Since then, the number of sex offenders under the bridge has doubled.

Increasing numbers of inhabitants have, like Ortiz, been out of prison for years, living and working without incident, until they violated probation (sometimes for something as simple as forgetting to re-register), were taken to jail, and then sent under the bridge. Nearly half the men would be out of here in a heartbeat if residency restrictions didn't prohibit them from living with their families.

While still on probation, interior designer Ricardo (not his real name) lived in an apartment in Miami, traveled regularly for work, and lived without incident until he violated probation by staying away from Miami-Dade longer than a judge had allowed him. He was sent under the bridge. Now he sleeps in the back of his pickup, leaving every morning at 6 a.m. and driving to his sister's house in Hollywood, where he showers, eats breakfast, and cleans up for a day of work. He has maintained freelance work despite having to inform each of his employers of his offense, molesting a close relative. Each evening he returns to his sister's house for dinner, waiting as long as he can before going back to the bridge to climb into the bed of his trunk and sleep.

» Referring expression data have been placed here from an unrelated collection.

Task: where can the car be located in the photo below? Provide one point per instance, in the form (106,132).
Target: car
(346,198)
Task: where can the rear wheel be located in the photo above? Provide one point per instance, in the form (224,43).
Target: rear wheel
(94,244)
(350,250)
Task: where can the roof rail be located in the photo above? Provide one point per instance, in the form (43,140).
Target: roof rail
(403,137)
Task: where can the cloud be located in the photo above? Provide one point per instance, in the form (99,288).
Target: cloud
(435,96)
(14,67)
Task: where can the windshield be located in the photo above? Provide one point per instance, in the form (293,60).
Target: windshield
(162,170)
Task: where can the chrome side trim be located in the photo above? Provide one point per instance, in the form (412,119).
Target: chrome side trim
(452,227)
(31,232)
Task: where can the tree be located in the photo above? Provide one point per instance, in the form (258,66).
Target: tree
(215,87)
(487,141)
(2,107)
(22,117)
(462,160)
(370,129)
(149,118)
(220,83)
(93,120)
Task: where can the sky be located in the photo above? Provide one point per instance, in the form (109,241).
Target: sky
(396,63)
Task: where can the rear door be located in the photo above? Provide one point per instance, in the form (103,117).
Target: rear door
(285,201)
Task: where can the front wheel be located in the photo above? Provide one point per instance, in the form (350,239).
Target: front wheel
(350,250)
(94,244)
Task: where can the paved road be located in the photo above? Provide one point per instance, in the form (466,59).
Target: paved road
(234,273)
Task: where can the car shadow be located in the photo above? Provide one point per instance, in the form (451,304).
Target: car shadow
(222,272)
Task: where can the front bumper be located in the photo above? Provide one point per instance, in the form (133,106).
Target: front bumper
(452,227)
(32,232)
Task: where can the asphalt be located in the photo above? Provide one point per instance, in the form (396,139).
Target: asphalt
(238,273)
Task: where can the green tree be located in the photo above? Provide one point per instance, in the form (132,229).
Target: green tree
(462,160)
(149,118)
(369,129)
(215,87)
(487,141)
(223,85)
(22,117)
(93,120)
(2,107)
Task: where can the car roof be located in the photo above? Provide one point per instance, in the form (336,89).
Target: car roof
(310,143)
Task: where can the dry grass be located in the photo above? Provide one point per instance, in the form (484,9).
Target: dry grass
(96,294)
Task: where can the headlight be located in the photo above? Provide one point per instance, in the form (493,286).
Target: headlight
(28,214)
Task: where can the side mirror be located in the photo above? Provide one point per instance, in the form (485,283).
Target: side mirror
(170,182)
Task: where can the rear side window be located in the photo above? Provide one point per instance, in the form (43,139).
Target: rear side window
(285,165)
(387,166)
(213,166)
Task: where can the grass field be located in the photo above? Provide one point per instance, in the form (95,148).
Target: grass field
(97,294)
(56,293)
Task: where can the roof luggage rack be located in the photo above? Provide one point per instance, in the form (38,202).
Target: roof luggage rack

Another of Ricardo's sisters agreed to speak about her brother. "It was very hard for me, especially because I have children — my girl is 12 and my son is 10," she says, asking that her name be withheld. "But I still think he has the right to be able to make it, and to get back into society to be a productive human being."

When bridge dweller Kevin Morales was released from prison, his daughter — who was also his victim — sought permission from the judge to maintain a relationship with her father. "I can see it from both ends, and I don't think anybody could be more credible to talk about it than me," says Sandy (she declined to give her real name). "If my father wasn't a decent and hard-working man, and he didn't have his family to support him, I'm sure he would have wanted to escape from that bridge. But he's not like that. He wants to be a part of society and have a job and a family like everyone else."

Offender Steven Gilley is joined every night by his brother, who sleeps under the bridge at least three times a week."My brother, he was a nerdy type — he's not streetwise and all that," he explains. "My mama's 72 years old and she was worried about him. I said, 'Mama, I'll take care of him.' We already offered him a home, but they turned him down. I got two kids, and I trust him. And they love their uncle."

The oldest offender is 82-year-old Manuel Perea, an arrival of just a few weeks ago. Perea, who is deaf, was sent to live under the Julia Tuttle after being arrested for his second sex offense, allegedly fondling three children while handing them a puppy on the street. He was fitted with a GPS unit, but can barely hear someone screaming into his ear, let alone the soft beeping of the box.

About a third of the men are harnessed with GPS monitors — despite the fact that they have no regular access to electricity to charge the batteries. If the generator is working, Ortiz usually obliges; otherwise the men either allow their boxes to shut down — technically a violation of their probations that could land them in jail — or resort to more extreme measures. One offender sometimes walks across the causeway to Wendy's, where he surreptitiously charges his box from a booth.

"What are you going to do with an 82-year-old guy who's a dirty old man?" says his lawyer, Ted Mastos, a former circuit court judge and state prosecutor. "The guy's got a problem — he's done it before. He's a problem, we recognize that, and that's the reason we entered a plea. But in our wildest dreams we never thought this would have happened.... His son is a very responsible guy and he's done yeoman service to try and find a place for his father," Mastos says. "And now an 82-year-old man has to die under a bridge, and nobody cares."